Wahre Geschichte wird zu schwer genießbarer Schmonzette

In die Kunst wird der kleine Kurt von seiner geliebten Tante eingeführt, die in einer psychischen Krise Opfer der Euthanasie-Morde der Nazis wird. In der DDR-Zeit verliebt sich der Kunststudent ausgerechnet in Ellie, die Tochter jenes Professors Seeband, der Kurts Tante ermorden ließ. Gegen den Willen des Schwiegervaters in spe, der nun unerkannt dem Sozialismus dient, heiraten die beiden. Doch Ellies Nazi-Vater sabotiert das junge Glück. Donnersmarck, der auch das Drehbuch schrieb, verdichtet die in ihren Grundzügen wahre Geschichte zur schwer genießbaren Schmonzette um einen Hochbegabten, den Fleiß und Leidensfähigkeit zum Erfolg führen. Aber interessiert sich der Filmemacher überhaupt für Kunst? In den Szenen an der Kunstakademie Düsseldorf reiht sich ein Kunstklischee an das andere. Kurts Professor van Verten (Oliver Masucci als Joseph-Beuys-Verschnitt) spachtelt riesige Fettecken, während sein Student nach einer schlimmen Schaffenskrise endlich zur fotorealistischen Malerei findet. Wenn Kurt schließlich ein Bild malt, mit dem er den Schwiegervater-Schurken entlarvt, ist Donnersmarcks Film in der Vorabendserien-Kategorie angelangt.
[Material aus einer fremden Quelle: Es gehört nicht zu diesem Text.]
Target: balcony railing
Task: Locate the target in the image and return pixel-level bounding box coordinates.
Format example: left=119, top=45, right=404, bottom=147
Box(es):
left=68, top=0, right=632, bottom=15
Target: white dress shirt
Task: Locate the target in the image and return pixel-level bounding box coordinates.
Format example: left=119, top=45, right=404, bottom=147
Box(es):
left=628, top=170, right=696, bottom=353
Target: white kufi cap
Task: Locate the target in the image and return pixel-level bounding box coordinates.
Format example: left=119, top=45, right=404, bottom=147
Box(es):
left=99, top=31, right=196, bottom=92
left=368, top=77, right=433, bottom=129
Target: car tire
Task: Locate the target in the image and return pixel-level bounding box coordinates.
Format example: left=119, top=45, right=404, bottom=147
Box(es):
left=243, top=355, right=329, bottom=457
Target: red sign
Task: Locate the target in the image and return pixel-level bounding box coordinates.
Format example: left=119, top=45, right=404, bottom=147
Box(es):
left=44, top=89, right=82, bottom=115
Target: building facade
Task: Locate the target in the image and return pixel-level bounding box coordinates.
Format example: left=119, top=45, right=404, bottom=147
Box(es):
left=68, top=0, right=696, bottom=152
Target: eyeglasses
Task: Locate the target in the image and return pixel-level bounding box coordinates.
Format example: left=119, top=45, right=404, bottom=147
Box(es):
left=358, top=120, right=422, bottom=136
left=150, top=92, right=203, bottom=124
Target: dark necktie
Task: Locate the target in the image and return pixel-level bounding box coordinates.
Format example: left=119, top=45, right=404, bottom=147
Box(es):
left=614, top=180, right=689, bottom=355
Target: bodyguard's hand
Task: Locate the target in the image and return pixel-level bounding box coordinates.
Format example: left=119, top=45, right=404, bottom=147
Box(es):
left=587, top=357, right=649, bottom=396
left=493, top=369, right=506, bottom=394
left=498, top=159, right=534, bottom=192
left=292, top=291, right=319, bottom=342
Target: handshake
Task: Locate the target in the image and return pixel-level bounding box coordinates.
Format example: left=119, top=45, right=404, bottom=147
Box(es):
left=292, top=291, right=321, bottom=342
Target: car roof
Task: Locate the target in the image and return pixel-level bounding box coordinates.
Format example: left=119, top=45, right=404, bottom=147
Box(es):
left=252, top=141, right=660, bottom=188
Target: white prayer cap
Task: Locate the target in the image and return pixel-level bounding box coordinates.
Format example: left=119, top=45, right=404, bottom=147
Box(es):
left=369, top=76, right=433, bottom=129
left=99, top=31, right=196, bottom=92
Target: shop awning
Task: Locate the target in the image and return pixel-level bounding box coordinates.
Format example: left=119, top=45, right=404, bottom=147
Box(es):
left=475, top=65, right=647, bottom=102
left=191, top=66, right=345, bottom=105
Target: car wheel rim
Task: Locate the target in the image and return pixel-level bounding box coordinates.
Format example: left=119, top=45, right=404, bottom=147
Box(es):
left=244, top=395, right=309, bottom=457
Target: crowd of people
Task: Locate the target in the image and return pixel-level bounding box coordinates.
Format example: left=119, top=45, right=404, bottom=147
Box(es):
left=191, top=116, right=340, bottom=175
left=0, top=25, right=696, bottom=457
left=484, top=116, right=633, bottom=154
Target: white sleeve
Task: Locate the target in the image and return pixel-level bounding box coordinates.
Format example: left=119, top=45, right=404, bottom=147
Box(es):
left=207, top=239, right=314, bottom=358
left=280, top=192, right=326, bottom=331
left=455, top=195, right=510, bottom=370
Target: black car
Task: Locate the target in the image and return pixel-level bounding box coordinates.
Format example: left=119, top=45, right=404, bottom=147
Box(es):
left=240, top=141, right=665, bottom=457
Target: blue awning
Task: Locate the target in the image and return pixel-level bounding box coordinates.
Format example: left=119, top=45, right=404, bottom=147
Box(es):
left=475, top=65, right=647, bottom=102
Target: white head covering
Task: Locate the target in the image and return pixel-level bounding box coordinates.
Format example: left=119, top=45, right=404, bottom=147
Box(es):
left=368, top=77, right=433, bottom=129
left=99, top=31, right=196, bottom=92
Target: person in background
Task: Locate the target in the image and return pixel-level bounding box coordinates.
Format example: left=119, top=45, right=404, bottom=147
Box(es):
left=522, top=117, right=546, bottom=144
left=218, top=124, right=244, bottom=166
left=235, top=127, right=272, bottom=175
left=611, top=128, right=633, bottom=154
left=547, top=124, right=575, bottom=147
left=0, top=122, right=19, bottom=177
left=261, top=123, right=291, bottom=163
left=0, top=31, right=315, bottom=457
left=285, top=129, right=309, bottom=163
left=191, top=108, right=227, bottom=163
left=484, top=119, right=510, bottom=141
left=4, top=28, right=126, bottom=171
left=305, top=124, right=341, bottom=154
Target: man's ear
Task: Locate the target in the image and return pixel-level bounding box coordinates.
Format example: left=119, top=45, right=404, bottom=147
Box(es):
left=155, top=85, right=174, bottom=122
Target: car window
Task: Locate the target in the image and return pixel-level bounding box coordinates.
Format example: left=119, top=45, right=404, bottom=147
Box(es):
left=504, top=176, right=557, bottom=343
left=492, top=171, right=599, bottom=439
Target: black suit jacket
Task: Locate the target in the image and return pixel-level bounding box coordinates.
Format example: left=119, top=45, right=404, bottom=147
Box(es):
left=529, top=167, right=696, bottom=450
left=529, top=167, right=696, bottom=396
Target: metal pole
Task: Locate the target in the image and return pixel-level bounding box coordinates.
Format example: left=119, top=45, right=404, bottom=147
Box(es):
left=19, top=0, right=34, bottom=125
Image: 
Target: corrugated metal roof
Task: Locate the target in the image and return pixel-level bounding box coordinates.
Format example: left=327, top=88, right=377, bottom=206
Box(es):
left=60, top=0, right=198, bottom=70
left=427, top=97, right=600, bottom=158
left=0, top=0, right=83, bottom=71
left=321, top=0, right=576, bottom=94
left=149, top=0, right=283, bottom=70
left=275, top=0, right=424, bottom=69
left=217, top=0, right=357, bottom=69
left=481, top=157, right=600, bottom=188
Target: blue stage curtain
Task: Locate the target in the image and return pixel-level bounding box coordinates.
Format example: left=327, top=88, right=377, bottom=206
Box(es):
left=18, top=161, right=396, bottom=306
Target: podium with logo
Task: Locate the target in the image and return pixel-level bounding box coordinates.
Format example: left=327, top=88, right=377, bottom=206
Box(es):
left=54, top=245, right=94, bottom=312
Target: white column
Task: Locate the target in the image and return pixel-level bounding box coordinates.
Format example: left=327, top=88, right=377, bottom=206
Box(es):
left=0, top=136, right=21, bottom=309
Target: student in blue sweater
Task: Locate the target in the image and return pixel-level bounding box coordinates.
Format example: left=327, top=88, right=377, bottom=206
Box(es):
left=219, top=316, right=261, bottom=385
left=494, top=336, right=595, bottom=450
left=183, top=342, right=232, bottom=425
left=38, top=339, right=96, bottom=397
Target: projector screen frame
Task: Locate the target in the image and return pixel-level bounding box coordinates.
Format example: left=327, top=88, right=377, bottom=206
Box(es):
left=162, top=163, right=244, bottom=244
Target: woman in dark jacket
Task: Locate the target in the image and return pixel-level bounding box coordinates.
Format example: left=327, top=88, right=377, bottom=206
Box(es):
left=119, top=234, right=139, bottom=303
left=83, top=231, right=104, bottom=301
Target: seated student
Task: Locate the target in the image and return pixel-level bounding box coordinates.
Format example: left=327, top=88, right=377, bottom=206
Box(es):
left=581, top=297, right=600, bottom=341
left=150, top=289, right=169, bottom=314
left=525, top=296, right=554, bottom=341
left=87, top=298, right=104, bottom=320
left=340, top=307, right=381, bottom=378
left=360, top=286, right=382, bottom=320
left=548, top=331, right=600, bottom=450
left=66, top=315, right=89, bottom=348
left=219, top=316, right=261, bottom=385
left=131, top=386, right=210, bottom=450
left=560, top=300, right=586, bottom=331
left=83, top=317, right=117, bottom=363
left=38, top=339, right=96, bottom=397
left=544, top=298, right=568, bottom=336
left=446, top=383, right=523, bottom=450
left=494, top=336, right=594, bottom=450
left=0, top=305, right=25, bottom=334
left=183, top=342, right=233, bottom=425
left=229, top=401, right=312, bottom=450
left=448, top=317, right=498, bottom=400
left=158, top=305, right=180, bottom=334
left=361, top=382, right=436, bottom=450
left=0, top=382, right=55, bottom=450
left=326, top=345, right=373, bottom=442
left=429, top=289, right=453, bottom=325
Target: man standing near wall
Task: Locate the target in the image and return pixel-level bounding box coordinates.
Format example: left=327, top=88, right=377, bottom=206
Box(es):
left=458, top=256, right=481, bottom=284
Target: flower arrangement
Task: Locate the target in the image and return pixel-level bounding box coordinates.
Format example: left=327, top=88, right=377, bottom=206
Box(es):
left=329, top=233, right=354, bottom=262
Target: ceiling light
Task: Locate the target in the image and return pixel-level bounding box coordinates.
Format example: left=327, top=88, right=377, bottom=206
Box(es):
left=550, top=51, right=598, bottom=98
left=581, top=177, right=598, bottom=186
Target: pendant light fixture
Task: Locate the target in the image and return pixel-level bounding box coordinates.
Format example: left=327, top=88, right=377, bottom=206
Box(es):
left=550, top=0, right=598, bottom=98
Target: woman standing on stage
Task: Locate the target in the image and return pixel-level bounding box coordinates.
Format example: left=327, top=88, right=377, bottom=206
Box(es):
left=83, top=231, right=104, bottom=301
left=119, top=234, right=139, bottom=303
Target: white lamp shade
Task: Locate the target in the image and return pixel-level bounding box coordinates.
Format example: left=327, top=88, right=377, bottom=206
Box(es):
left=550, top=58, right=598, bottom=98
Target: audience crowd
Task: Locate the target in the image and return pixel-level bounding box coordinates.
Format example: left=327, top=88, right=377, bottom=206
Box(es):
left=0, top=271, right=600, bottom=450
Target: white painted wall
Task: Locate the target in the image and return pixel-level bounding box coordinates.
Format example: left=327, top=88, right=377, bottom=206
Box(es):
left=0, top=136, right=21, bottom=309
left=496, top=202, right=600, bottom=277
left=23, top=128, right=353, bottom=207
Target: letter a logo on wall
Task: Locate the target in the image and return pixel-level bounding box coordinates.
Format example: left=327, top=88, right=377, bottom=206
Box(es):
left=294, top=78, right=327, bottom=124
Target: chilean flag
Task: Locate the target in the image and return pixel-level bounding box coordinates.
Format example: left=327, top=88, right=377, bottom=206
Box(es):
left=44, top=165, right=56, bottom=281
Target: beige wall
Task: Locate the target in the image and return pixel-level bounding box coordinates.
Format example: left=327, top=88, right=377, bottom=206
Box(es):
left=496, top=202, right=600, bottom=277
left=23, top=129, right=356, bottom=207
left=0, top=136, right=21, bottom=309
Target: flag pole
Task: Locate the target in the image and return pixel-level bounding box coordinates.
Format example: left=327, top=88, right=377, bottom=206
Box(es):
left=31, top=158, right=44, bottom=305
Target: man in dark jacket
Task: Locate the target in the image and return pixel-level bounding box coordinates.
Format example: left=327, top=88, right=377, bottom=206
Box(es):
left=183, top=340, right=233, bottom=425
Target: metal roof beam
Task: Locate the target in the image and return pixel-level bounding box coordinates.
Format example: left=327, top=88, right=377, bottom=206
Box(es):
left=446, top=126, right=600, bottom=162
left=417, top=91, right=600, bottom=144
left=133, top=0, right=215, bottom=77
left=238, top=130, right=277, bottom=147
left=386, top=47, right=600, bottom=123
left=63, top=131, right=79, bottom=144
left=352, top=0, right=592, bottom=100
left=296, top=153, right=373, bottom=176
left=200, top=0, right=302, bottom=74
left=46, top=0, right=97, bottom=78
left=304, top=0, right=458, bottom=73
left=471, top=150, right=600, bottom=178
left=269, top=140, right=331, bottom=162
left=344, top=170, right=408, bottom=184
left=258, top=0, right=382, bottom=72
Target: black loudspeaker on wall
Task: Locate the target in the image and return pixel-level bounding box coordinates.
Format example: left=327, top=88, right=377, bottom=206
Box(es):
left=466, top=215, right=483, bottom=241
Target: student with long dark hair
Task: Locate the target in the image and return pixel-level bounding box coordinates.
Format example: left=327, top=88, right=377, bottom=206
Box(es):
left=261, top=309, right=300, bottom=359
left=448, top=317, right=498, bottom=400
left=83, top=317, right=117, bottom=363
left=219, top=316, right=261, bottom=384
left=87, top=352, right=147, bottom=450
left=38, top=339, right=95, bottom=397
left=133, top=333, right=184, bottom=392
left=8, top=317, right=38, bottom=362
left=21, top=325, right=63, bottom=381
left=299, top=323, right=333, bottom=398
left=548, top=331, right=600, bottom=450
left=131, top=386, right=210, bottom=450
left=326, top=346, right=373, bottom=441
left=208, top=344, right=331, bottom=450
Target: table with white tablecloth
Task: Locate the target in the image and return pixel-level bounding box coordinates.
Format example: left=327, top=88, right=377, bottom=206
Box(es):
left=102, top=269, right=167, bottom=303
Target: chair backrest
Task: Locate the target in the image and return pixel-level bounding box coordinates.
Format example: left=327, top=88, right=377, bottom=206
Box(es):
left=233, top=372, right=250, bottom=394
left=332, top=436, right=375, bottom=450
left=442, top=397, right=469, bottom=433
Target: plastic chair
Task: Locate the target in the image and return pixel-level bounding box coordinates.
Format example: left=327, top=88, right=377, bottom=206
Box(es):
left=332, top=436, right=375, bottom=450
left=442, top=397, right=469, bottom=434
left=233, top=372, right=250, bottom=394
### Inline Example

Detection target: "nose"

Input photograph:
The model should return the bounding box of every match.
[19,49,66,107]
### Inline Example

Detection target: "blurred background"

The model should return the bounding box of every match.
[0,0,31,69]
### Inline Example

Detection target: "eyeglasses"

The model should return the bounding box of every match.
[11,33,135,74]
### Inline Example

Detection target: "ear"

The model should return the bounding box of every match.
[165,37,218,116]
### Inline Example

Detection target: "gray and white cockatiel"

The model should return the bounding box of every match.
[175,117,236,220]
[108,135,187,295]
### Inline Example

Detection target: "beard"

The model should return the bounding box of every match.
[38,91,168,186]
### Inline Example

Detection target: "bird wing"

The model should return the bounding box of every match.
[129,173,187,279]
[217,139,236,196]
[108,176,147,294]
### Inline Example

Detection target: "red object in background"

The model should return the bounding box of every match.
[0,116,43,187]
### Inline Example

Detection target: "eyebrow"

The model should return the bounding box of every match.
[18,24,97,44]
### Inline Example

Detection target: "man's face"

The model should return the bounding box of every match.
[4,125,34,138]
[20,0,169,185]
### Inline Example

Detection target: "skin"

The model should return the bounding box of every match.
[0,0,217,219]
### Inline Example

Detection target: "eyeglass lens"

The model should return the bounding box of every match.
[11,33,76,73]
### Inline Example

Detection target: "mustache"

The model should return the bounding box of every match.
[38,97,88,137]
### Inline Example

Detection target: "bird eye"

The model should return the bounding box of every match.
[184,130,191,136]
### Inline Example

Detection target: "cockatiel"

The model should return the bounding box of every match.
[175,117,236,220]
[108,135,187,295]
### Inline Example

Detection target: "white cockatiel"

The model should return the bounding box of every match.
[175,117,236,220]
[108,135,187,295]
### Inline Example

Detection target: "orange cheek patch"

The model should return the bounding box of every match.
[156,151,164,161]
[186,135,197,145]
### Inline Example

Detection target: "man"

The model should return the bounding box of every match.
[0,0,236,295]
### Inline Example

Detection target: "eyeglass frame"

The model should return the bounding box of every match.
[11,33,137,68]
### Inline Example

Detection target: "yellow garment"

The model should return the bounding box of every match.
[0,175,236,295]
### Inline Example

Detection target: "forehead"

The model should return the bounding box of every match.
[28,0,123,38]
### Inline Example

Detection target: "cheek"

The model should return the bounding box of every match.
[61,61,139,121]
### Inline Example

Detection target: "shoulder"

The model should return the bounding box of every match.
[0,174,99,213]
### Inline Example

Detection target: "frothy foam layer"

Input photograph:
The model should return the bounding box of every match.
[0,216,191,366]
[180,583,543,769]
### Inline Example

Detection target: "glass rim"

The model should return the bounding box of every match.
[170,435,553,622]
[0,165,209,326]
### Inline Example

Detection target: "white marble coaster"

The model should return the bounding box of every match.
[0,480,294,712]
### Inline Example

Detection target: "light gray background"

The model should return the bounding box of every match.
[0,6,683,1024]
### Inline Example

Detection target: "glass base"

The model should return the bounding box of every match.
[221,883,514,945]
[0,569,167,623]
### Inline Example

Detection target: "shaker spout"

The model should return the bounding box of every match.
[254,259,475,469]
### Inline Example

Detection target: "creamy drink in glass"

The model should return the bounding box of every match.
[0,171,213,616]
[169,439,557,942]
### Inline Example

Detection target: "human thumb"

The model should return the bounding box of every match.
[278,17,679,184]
Dafoe und Portman überzeugen

Nach zwei Festivaldritteln lotet „Werk ohne Autor“ den Tiefpunkt eines insgesamt guten Wettbewerbs aus. Weit eindrucksvoller als Donnersmarcks Kunst-Übung gelang das ebenso um Löwengold konkurrierende Künstlerdrama von Julian Schnabel. Was auch daran liegt, dass der US-Amerikaner auf eine große Malerkarriere zurückblickt – und von der Materie viel versteht. Das Biopic „An der Schwelle zur Ewigkeit“ um die letzten Jahre des großen Vincent van Gogh in Südfrankreich macht begreiflich, wie der Niederländer darum rang, seine inneren Bilder mit dem Gesehenen kurzzuschließen. Hauptdarsteller Willem Dafoe, Jahrgang 1955, ist eigentlich zu alt für den Künstler, der mit 37 einer Schussverletzung erlag. Aber perfekte Illusion wäre im Künstlerfilm auch verfehlt. Dafoes abgezehrtes Gesicht, seine fiebrige Leidenschaft, seine liebeshungrigen Augen sind hier genau richtig.

Nachdem die vierte Version des Hollywood-Dauerbrenners „A Star is Born“ mit Lady Gaga in der – schwach besetzten – Rolle der kometenhaften Pop-Aufsteigerin enttäuschte (außer Konkurrenz), hat Brady Corbet mit dem US-Beitrag „Vox Lux“ gute Chancen auf einen Preis. Natalie Portman verkörpert hier eigentlich die Gegenfigur der zu Höherem bestimmten Künstlerin – die mittelmäßige, noch dazu nervlich heruntergekommene Sängerin Celeste, die im Krisen-Amerika unserer Tage mit quasireligiösen Heilsversprechen zum Superstar avanciert. Corbet arbeitet wie ein Experimentalfilmer, was „Vox Lux“ bei der Pressevorführung einige Buhs einbrachte. Dabei ist Kino, das formal neue Wege einschlägt, doch das Salz in der Festivalsuppe!